Das ist auch völlig losgelöst von der Verfassungsgeschichte. So sind etwa Art. 133 und 139 GG ganz offensichtlich nur noch Rechtsgeschichte. Auch spielt es keine Rolle mehr, ob und mit welchen Intentionen die Alliierten seinerzeit auf die Gründung der Bundesrepublik Deutschland und den Text ihrer Verfassung Einfluß genommen haben. Die Frage der Souveränität der Bundesrepublik Deutschland stellt sich jedenfalls nach dem geltenden Verfassungstext nicht. Auch das ist völlig klar. Ich habe noch nie von einem Verfassungsrechtler etwas gegenteiliges gehört. Daran ändert auch die sagenhafte “ Kanzlerakte“, soweit sie überhaupt existiert, nichts. Denn für die Gesetzgebung, und damit auch für die Ratifizierung völkerrechtlicher Verträge, ist das Parlament zuständig. Selbst wenn der Bundeskanzler sich per Unterschrift gegenüber den USA zu irgendetwas verpflichtet, bindet das den Gesetzgeber nicht. Inwieweit allerdings ein Staat wie Deutschland im Verhältnis zu Weltmächten wie den USA souverän ist, kann nur politisch beurteilt werden. Völkerrechtlich stünde etwa einem Austritt Deutschlands aus der NATO nichts entgegen. Politisch wäre das natürlich Harakiri.
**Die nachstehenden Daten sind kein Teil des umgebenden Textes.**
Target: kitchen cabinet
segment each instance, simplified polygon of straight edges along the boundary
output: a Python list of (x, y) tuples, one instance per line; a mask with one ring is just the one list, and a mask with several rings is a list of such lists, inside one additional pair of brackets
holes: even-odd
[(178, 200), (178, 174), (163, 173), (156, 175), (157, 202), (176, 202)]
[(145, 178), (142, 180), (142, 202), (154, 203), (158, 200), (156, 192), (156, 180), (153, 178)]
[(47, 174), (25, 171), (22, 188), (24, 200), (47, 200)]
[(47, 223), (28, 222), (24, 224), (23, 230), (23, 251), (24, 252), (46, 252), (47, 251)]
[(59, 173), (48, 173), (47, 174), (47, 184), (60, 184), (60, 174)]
Offenbar sind nur die Juristen nicht rechtskundig

Soweit darüber räsoniert wird, daß ein Verfassungsauftrag aus Art. 146 GG immer noch der Erledigung harrt, findet sich diese Auffassung nur außerhalb der juristischen Profession. Mir ist jedenfalls kein Jurist, insbesondere kein Verfassungsrechtslehrer an einer deutschen Hochschule oder Verfassungsrichter bekannt, der diese Auffassung auch nur zuneigen würde. Für Juristen ist die Sache also klar.

Frage an alle Nichtjuristen, die anderer Auffassung als die Juristen sind: würden Sie sich eigentlich von einem Juristen den Blinddarm herausnehmen, oder ihr Magengeschwür therapieren  lassen?